Shadow, Wolverine, Boba Fett. Everyone has their favorite antihero or villain with a mysterious backstory. They are rugged, independent, pay lip service to the law, and don’t play well with others. Basically, they are everything a social outcast, (i.e. a nerd, before it was cool), from a country of pioneers that revolted against the motherland would want to be. While their mysterious past is rarely the main appeal of such a character, it certainly is a key part of what makes them interesting.
It would perhaps be wrong to say people love mystery or they love to solve puzzles. Rather, people have a need to figure things out, an urge to find some kind of resolution. The desire is so strong that it compels them to create the missing pieces of the puzzle, or it drives them insane. For evidence of this, look up some of the theories about the secret meanings of Don Quixote.
This compulsion has the unfortunate tendency to ruin characters for whom mystery is part of their allure.
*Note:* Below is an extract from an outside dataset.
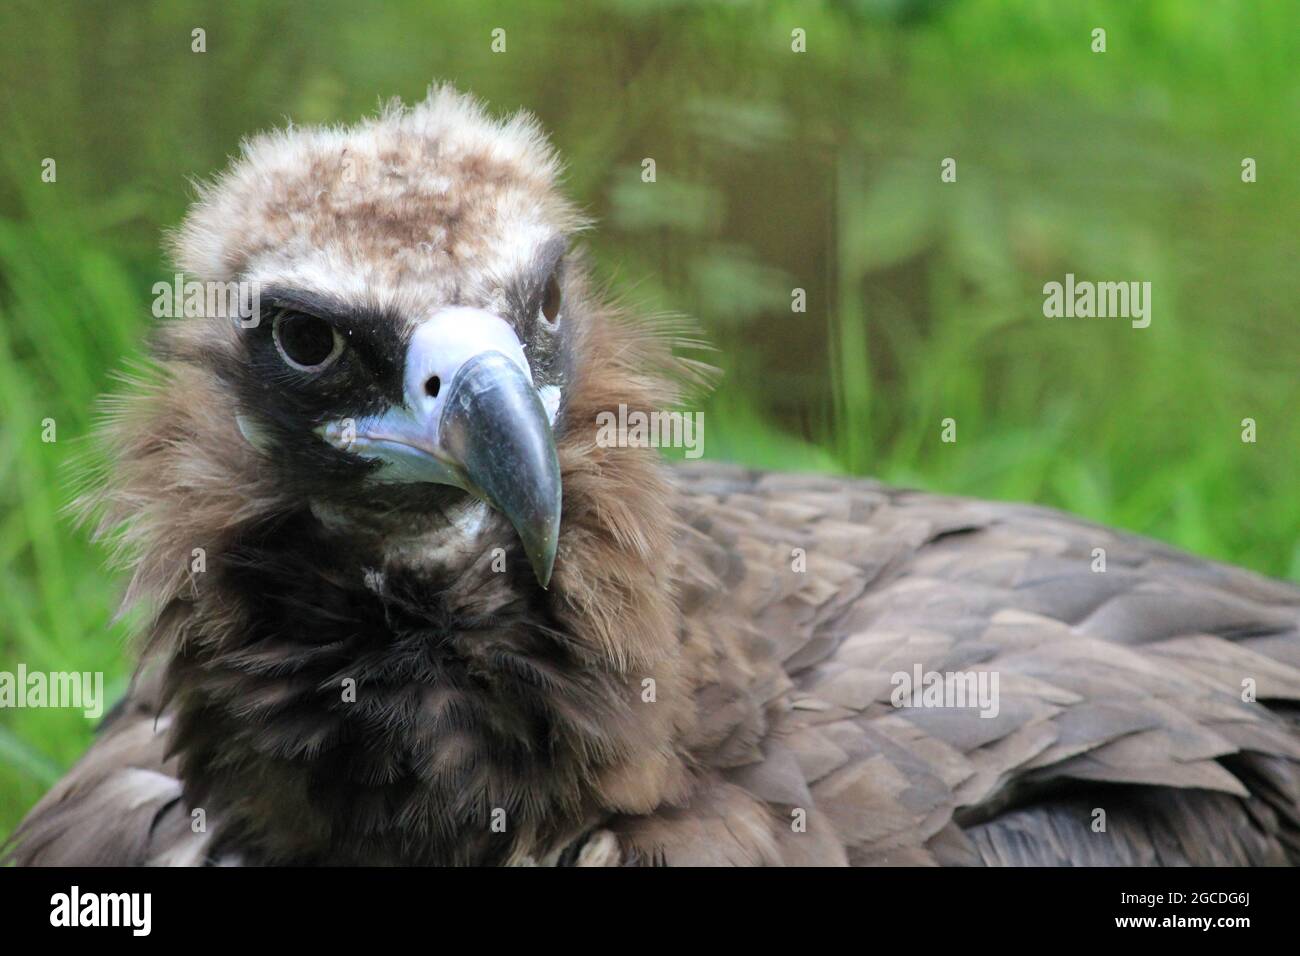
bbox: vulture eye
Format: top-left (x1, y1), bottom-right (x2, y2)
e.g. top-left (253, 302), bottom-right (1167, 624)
top-left (540, 273), bottom-right (562, 328)
top-left (273, 312), bottom-right (343, 371)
When Shadow, from Final Fantasy Six, is first introduced, we are informed that “he’d slit his mama’s throat for a nickel,” and “He owe allegiance to no one, and will do anything for money. He comes and goes like the wind.” If one finishes the game without learning his backstory, they are left with little beyond this initial impression, and the less said, the better. It allows the player to imagine a vague backstory as they will while focusing on the core of Shadow’s character, his awesome ninja skills and killiness.
When the player learns Shadow’s backstory, he ceases to be this ruthless badass with some vague past and becomes a guy who robbed a train, fathered Relm and then ran from his guilt over abandoning his partner in crime. He moves from being an awesome, killy ninja assassin guy to a man fleeing from his past, which detracts from his characterization as a badass. It leaves the player with a vaguely unsatisfied feeling when Shadow’s background fails to live up to the nebulous backstory they have constructed for him. The same is true for Wolverine, Boba Fett, or any other character antihero or villain with a mysterious past.
So, let’s leave the background of the badass, independent guy alone. It’s better that way, unless you want him to turn out to be a clone, or a depressed train robber, or a farmer from Canada.